Hello, I have bought this Denarius of Marcus Aurelius. I tried to find it, but did not suceed. I found coins which looks similar, but all of them have ANTONINVS divided to both sides of head. AN+TONINVS or ANT+ONINVS or ANTO+NINVS. This one has full word on the right side and G in AVG reaches the head. I do not know if it is some rare variant or copy. I think that you have more experience than me, so if you know, please help me with this. Thank you guys.
Do I detect what looks like "reeding" on this coin from about 10'oclock>. I don't think that could be serrating marks and I know of no ancients that employed reeding their coins.
I have not studied this and do not have this type but mine have words broken at legends. Can you show many coins matching yours with breaks in mid-word?

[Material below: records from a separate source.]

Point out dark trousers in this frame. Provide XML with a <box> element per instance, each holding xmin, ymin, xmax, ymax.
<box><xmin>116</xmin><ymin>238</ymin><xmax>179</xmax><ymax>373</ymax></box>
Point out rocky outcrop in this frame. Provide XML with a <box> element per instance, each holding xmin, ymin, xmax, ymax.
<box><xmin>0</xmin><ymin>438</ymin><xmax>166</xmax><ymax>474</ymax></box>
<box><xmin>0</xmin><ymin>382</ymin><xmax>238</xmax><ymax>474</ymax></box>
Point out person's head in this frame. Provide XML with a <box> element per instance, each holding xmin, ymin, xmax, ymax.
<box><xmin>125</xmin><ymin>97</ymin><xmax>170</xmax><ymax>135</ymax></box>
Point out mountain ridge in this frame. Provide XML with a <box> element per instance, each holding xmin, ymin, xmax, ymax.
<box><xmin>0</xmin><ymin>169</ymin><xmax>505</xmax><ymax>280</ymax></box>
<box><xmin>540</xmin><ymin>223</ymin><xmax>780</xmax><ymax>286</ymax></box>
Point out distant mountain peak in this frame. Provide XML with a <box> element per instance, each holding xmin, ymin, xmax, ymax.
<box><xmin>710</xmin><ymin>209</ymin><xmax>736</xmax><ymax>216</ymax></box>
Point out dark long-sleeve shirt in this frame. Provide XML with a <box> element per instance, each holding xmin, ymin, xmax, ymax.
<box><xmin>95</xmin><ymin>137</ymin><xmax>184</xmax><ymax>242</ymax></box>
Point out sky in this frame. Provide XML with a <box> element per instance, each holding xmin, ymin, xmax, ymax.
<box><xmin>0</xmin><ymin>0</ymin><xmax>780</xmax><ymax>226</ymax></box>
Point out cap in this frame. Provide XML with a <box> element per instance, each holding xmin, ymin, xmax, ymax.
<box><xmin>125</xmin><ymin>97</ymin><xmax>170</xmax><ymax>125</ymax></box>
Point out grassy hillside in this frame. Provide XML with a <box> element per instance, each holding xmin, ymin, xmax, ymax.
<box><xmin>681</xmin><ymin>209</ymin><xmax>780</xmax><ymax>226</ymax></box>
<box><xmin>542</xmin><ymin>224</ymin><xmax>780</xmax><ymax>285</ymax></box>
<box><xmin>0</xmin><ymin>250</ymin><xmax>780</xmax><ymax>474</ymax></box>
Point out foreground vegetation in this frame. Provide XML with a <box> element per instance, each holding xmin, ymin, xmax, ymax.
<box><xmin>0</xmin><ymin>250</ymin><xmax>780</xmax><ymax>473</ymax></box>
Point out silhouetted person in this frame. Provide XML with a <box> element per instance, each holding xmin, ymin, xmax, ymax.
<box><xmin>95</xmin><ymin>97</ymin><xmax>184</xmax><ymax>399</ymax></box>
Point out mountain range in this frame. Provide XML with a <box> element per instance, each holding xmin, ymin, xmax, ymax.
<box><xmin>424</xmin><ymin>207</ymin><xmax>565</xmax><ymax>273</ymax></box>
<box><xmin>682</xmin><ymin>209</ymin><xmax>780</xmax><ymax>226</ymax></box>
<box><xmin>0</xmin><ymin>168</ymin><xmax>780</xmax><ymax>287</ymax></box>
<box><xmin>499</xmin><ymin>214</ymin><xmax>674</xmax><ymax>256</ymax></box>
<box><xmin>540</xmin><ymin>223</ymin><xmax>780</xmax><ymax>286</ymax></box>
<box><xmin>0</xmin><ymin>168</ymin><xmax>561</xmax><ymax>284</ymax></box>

Versions of the same coin with different inscription breaks are not uncommon. RIC usually lumps them all together as the same coin. In some volumes they will note the different breaks in a footnote. In other volumes they don't even bother to mention them.
In the Antonine period, legend breaks appear to have no significance beyond "the die engraver ran out of room."
When I started down the slippery slope of Flavian denarii legend break variants I knew I needed help. Perhaps three other people in the world would've noticed or cared.
I face the same thing in some of my specialties and have a mixed feeling on the matter. I care about letter spacings if I believe or even suspect that the differences in spacing are clues to some intentional 'code' used by the mint but do not when I believe the spacing difference is nothing more than a random variation or a matter of running out of space and poor planning. In most cases I have n certainly on the status of the difference so I don't go out of my way to buy the spacings. There are exceptions. I have seen thousands of denarii with obverse legend IVLIADO-----MNAAVG and three IVLIADOM-----NAAVG of which the (by far!!!) worst is in my collection. I have no reason to believe this means anything but I still want a better one.
That's just the circular beaded border that surrounds the obverse design. It happens to run off the edge of the coin there, and so looks like "reeding". But it is on the face of the coin. Just near the edge, rather than on the edge itself, if that makes any sense. Handsome coin. I like the contrasting grey toning.